La desaparición de paisanos es un horror para cualquier persona a quien le duela la tragedia humana. Ni siquiera en los años del totalitarismo gubernamental como el que tuvo Guatemala, o la represión militar de la dictadura argentina o en la guerra entre el gobierno y la guerrilla en Colombia, se han dado tal cantidad de desapariciones como en nuestro querido México, caso donde esta tragedia supera todas las cifras conocidas.
En mayo, México, con datos oficiales del Registro Nacional de Personas Desaparecidas y No Localizadas (RNPDNO) rebasamos ya oficialmente los 100,000 casos de desapariciones de personas de 1964 a 2022. Esta contabilidad registra las desapariciones de los últimos 58 años. Pero de ellas, casi todas, el 97%, se refieren a casos posteriores a 2006. Esta cifra de 100 mil personas desaparecidas en el País puede ser simbólica, porque el número de desaparecidos es mucho mayor pues no se reflejan en los datos oficiales las denuncias no hechas; para familiares y colectivos de desaparecidos, este número podría superar el de las 500 mil personas.
Los datos de este registro nacional muestran que la mayor incidencia durante los últimos tres años se concentra en cinco Estados, que tienen con conjunto, más de la mitad de los desaparecidos: Jalisco, Estado de México, Ciudad de México, Nuevo León y Sinaloa, que suman más de 15.700 desaparecidos. Revisando los datos, el 74.72% (74 mil 736) son hombres y el 24.76 por ciento (24 mil 746) son mujeres. La estadística describe que desaparecen mujeres de 19 a 24 años y hombres de 20 a 34 y que esta desaparición está relacionada con la operación del crimen organizado.. Nuestros 100,000 desaparecidos registrados oficialmente, son una muestra del prolongado patrón de impunidad y de la tragedia que sigue ocurriendo cada día, pues en muy pocos casos se ha sentenciado a los perpetradores.

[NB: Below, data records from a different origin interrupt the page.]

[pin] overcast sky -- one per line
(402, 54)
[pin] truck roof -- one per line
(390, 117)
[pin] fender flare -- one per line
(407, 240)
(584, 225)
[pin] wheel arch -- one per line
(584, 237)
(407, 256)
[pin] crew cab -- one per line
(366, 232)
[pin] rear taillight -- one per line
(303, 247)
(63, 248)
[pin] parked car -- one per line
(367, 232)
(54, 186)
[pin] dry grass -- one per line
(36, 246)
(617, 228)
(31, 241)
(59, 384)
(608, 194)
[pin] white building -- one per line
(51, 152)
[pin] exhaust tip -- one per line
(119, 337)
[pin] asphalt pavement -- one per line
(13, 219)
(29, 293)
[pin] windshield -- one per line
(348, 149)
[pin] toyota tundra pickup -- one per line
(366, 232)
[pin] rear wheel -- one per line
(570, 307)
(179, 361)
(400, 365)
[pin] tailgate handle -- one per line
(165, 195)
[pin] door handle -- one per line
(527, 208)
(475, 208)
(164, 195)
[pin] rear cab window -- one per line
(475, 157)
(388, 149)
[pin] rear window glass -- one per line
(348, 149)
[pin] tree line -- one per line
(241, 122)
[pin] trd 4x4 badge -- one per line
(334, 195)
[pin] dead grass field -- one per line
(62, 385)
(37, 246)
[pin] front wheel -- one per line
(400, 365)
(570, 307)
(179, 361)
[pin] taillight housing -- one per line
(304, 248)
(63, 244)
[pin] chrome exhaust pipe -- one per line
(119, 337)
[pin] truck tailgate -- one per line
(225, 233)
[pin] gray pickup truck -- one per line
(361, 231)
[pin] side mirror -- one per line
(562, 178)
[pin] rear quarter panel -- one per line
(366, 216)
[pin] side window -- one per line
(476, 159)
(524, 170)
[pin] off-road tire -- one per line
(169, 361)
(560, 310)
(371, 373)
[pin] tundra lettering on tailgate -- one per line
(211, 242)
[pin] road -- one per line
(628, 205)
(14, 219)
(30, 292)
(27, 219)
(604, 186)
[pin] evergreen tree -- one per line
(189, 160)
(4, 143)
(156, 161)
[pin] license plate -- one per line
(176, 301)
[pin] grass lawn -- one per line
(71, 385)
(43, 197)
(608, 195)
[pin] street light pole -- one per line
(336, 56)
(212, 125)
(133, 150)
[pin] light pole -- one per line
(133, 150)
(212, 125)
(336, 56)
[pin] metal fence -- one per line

¿Qué no hemos hecho como sociedad para detener este horror? Se han movilizado, es cierto, activistas, familiares de personas desaparecidas, académicos y especialistas para crear opinión pública y exigirle al gobierno en sus tres niveles, acciones contundentes. Muchas de las víctimas de desaparición forzada son detenidas o recluidas de forma arbitraria, es decir, detenidas o recluidas sin una orden de detención, ya por el gobierno o ya por el crimen organizado. Las personas desaparecidas también alta probabilidad de sufrir tortura, pues quedan completamente fuera del amparo de la ley.
Por eso, se habla de que México tiene una “crisis forense”, pues no tenemos registros confiables de las personas desaparecidas, de posibles fosas, de perfiles genéticos. Este sexenio, el del presidente AMLO, el horror es mayor; con Calderón, se dieron alrededor de 17,000 reportes de desaparición; con Peña Nieto fueron 35,000, y ya AMLO acumula 31,000, por lo que lamentablemente podría rebasar los 40,000 al término; es decir, al ritmo actual, este sexenio romperá todas las marcas. No hay grandes diferencias en regiones. Nuestro Bajío, antaño relativamente tranquilo, no escapa a esta realidad. Los datos del RNPDNO muestran que, en el 2019, Guanajuato registró 594 personas desaparecidas; en 2020, el número fue de 652, para disminuir ya en el 2021 y 2022.
Aunque en teoría, México vive en paz, el informe sobre la situación de los desaparecidos en México, publicado este año, el Comité contra la Desaparición Forzada de Naciones Unidas advierte sobre esta situación: “La delincuencia organizada se ha convertido en un perpetrador central de desapariciones, con diversas formas de connivencia y diversos grados de participación, aquiescencia u omisión de servidores públicos”. A esta crisis de los desaparecidos se suma otra causada por el rezago en el reconocimiento de los cuerpos que son encontrados, pues en el País, más de 52,000 fallecidos permanecen sin identificar, por lo que el gobierno federal decidió crear el Centro Nacional de Identificación Humana, para el reconocimiento de los cadáveres recuperados de las fiscalías, servicios médicos forenses, cementerios y fosas clandestinas.
Pero el desafío mayor, lo tenemos en la sociedad, en trabajar en la reconstrucción del tejido social desde la infancia y armar en la adolescencia, ambientes que aseguren un tránsito de los jóvenes hacia la vida adulta plena, con un proyecto de vida que les aleje de la probabilidad de caer en las redes del horror.